Just as dangerous to Israel would be the Lebanonization of Syria. Syria and Lebanon are linked in many ways, though Lebanon's political order was completely different and Syria could serve as a stabilizing force for it. There is now a reasonable probability that Syria will become like Lebanon, namely, a highly fragmented country divided along religious and ethnic lines at war with itself. Israel's best outcome would be for the West to succeed in preserving Syria's secular military regime without al Assad. But it is unclear how long a Western-backed regime resting on the structure of al Assad's Syria would survive. Even the best outcome has its own danger. And while Lebanon itself has been reasonably stable in recent years, when Syria catches a cold, Lebanon gets pneumonia. Israel thus faces the prospect of declining security to its north.
The U.S. Role and Israel's Strategic Lockdown
It is important to take into account the American role in this, because ultimately Israel's national security -- particularly if its strategic environment deteriorates -- rests on the United States. For the United States, the current situation is a strategic triumph. Iran had been extending its power westward, through Iraq and into Syria. This represented a new force in the region that directly challenged American interests. Where Israel originally had an interest in seeing al Assad survive, the United States did not. Washington's primary interest lay in blocking Iran and keeping it from posing a threat to the Arabian Peninsula. The United States saw Syria, particularly after the uprising, as an Iranian puppet. While the United States was delighted to see Iran face a reversal in Syria, Israel was much more ambivalent about that outcome.
The Israelis are always opposed to the rising regional force. When that was Egyptian leader Gamal Abdel Nasser, they focused on Nasser. When it was al Qaeda and its sympathizers, they focused on al Qaeda. When it was Iran, they focused on Tehran. But simple opposition to a regional tendency is no longer a sufficient basis for Israeli strategy. As in Syria, Israel must potentially oppose all tendencies, where the United States can back one.
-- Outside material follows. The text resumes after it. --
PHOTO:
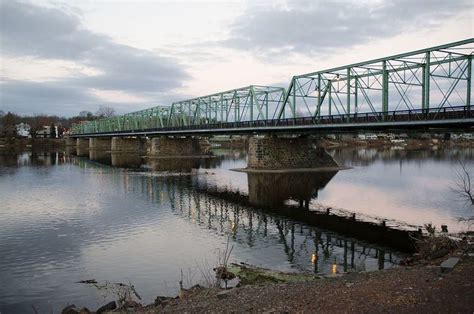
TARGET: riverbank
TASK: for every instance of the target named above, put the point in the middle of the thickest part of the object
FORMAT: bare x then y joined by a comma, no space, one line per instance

That leaves Israeli policy incoherent. Lacking the power to impose a reality on Syria, the best Israel can do is play the balance of power. When its choice is between a pro-Iranian power and a Sunni Islamist power, it can no longer play the balance of power. Since it lacks the power to impose a reality, it winds up in a strategic lockdown.
Israel's ability to influence events on its borders was never great, but events taking place in bordering countries are now completely beyond its control. While Israeli policy has historically focused on the main threat, using the balance of power to stabilize the situation and ultimately on the decisive use of military force, it is no longer possible to identify the main threat. There are threats in all of its neighbors, including Jordan (where the kingdom's branch of the Muslim Brotherhood is growing in influence while the Hashemite monarchy is reviving relations with Hamas). This means using the balance of power within these countries to create secure frontiers is no longer an option. It is not clear there is a faction for Israel to support or a balance that can be achieved. Finally, the problem is political rather than military. The ability to impose a political solution is not available.
Against the backdrop, any serious negotiations with the Palestinians are impossible. First, the Palestinians are divided. Second, they are watching carefully what happens in Egypt and Syria since this might provide new political opportunities. Finally, depending on what happens in neighboring countries, any agreement Israel might reach with the Palestinians could turn into a nightmare.